Abstract:In many applications of machine learning (ML), updates are performed with the goal of enhancing model performance. However, current practices for updating models rely solely on isolated, aggregate performance analyses, overlooking important dependencies, expectations, and needs in real-world deployments. We consider how updates, intended to improve ML models, can introduce new errors that can significantly affect downstream systems and users. For example, updates in models used in cloud-based classification services, such as image recognition, can cause unexpected erroneous behavior in systems that make calls to the services. Prior work has shown the importance of "backward compatibility" for maintaining human trust. We study challenges with backward compatibility across different ML architectures and datasets, focusing on common settings including data shifts with structured noise and ML employed in inferential pipelines. Our results show that (i) compatibility issues arise even without data shift due to optimization stochasticity, (ii) training on large-scale noisy datasets often results in significant decreases in backward compatibility even when model accuracy increases, and (iii) distributions of incompatible points align with noise bias, motivating the need for compatibility aware de-noising and robustness methods.
What problem does this paper attempt to address?
### What problems does this paper attempt to solve?
The paper "An Empirical Analysis of Backward Compatibility in Machine Learning Systems" aims to explore and solve the impact of new errors introduced during the update process of machine learning (ML) models on downstream systems and users. Specifically, the paper focuses on the following issues:
1. **Side effects of model updates**:
- Current model update practices mainly rely on isolated, aggregated performance analysis, ignoring dependencies, expectations, and requirements in actual deployments.
- When updating a model to improve overall performance, new errors may be introduced, which may significantly affect the reliability of downstream systems and users.
2. **Importance of backward compatibility**:
- Backward compatibility means that while a new version of the model is improved, it will not break the correct behavior of the old version of the model.
- The paper emphasizes that even if the overall accuracy of the model is improved, new errors may be introduced, reducing the reliability of the system, especially in high - risk fields such as medicine and transportation.
3. **Impact of data drift and noise**:
- Research shows that even without data drift, compatibility problems may occur due to randomness in the optimization process.
- When training a model on a large - scale noisy dataset, although the model accuracy may be improved, backward compatibility often decreases significantly.
4. **Challenges under different ML architectures and datasets**:
- The paper studies the challenges of backward compatibility under different machine learning architectures (such as linear models, CNN, ResNet, BERT) and datasets (tabular data, visual data, language data).

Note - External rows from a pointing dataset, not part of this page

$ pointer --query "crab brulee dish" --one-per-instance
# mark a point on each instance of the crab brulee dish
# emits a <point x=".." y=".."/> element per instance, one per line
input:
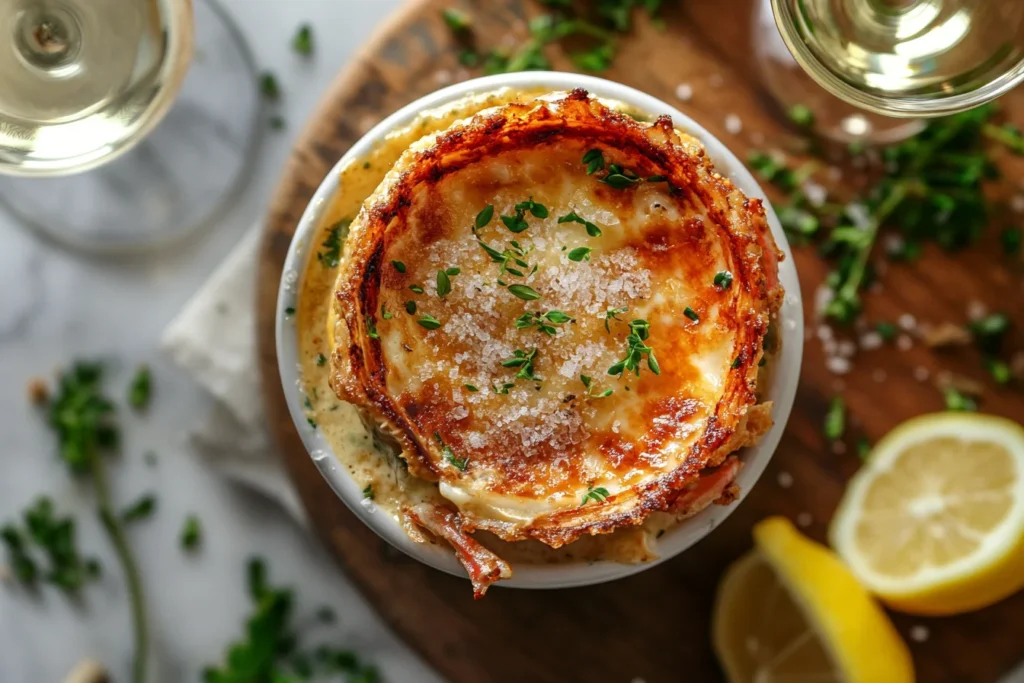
<point x="537" y="328"/>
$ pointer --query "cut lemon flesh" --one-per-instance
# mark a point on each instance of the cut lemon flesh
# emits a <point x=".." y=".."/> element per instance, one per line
<point x="791" y="612"/>
<point x="934" y="521"/>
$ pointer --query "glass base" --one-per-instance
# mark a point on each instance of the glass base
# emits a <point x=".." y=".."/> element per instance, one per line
<point x="178" y="178"/>
<point x="790" y="85"/>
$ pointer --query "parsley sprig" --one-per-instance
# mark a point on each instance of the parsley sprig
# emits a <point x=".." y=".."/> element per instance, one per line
<point x="83" y="420"/>
<point x="636" y="350"/>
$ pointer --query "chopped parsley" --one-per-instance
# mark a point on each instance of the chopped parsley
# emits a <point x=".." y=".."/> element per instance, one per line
<point x="572" y="217"/>
<point x="597" y="495"/>
<point x="457" y="20"/>
<point x="887" y="331"/>
<point x="636" y="350"/>
<point x="524" y="361"/>
<point x="450" y="457"/>
<point x="544" y="322"/>
<point x="523" y="292"/>
<point x="612" y="314"/>
<point x="835" y="423"/>
<point x="268" y="86"/>
<point x="331" y="255"/>
<point x="141" y="389"/>
<point x="594" y="161"/>
<point x="588" y="382"/>
<point x="443" y="284"/>
<point x="192" y="534"/>
<point x="484" y="216"/>
<point x="580" y="254"/>
<point x="303" y="41"/>
<point x="429" y="322"/>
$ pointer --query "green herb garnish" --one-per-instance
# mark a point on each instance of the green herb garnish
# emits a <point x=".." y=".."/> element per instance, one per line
<point x="443" y="284"/>
<point x="192" y="534"/>
<point x="303" y="41"/>
<point x="571" y="217"/>
<point x="268" y="86"/>
<point x="597" y="495"/>
<point x="580" y="254"/>
<point x="835" y="423"/>
<point x="636" y="349"/>
<point x="524" y="361"/>
<point x="612" y="314"/>
<point x="141" y="388"/>
<point x="331" y="255"/>
<point x="544" y="322"/>
<point x="523" y="292"/>
<point x="588" y="382"/>
<point x="429" y="322"/>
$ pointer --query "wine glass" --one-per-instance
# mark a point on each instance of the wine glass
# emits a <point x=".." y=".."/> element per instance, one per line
<point x="124" y="124"/>
<point x="897" y="58"/>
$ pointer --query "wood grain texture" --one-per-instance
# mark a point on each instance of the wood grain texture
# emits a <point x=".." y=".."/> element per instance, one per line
<point x="655" y="625"/>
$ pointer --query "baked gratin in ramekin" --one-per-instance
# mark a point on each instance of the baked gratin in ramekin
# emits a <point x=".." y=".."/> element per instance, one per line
<point x="557" y="315"/>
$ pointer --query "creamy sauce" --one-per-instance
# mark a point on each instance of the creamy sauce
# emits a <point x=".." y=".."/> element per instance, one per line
<point x="371" y="462"/>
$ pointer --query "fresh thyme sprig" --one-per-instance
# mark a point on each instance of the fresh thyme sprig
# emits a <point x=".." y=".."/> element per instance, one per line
<point x="600" y="27"/>
<point x="588" y="382"/>
<point x="597" y="495"/>
<point x="543" y="322"/>
<point x="524" y="361"/>
<point x="636" y="350"/>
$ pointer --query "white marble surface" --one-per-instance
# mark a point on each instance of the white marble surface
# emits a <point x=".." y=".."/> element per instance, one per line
<point x="56" y="305"/>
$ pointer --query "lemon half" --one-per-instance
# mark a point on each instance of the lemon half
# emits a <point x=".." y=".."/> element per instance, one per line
<point x="934" y="521"/>
<point x="791" y="612"/>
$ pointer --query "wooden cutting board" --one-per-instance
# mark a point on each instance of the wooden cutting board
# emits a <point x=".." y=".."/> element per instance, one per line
<point x="653" y="626"/>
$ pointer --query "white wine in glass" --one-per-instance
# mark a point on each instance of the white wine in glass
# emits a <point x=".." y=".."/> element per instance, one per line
<point x="123" y="123"/>
<point x="909" y="58"/>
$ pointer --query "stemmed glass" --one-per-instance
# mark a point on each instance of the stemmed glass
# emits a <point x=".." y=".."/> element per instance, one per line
<point x="124" y="124"/>
<point x="889" y="58"/>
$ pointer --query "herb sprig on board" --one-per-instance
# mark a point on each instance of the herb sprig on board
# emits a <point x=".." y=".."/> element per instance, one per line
<point x="931" y="188"/>
<point x="270" y="649"/>
<point x="597" y="28"/>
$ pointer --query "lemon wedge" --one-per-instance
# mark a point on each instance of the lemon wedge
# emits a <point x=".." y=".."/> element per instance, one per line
<point x="791" y="612"/>
<point x="934" y="521"/>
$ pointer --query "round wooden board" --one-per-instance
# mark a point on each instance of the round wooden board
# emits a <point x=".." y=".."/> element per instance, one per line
<point x="653" y="626"/>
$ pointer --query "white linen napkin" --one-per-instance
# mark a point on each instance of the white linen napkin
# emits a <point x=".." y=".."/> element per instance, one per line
<point x="213" y="340"/>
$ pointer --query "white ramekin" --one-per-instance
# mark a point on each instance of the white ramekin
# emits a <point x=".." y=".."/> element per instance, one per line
<point x="678" y="539"/>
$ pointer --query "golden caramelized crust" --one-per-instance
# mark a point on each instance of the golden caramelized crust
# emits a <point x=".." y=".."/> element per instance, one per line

- It pays special attention to ML applications in structured noise and inference pipelines.
5. **Methods and contributions**:
- It expands the empirical understanding of when and how backward compatibility problems occur in machine learning systems.
- It proposes two metrics for measuring backward compatibility: Backward Trust Compatibility (BTC) and Backward Error Compatibility (BEC).
- It emphasizes that backward compatibility should be considered when updating and diagnosing learning models to build and maintain more reliable systems.
### Formula representation
- **Backward Trust Compatibility (BTC)**:
\[
\text{BTC}=\frac{\sum_{i = 1}^{|D|}\mathbf{1}[h_1(x_i)=y_i,h_2(x_i)=y_i]}{\sum_{i = 1}^{|D|}\mathbf{1}[h_1(x_i)=y_i]}
\]
- **Backward Error Compatibility (BEC)**:
\[
\text{BEC}=\frac{\sum_{i = 1}^{|D|}\mathbf{1}[h_1(x_i)\neq y_i,h_2(x_i)\neq y_i]}{\sum_{i = 1}^{|D|}\mathbf{1}[h_2(x_i)\neq y_i]}
\]
Through these studies, the paper provides methods and tools for machine learning practitioners to understand and solve backward compatibility problems, thereby ensuring the reliability and stability of the system when updating the model.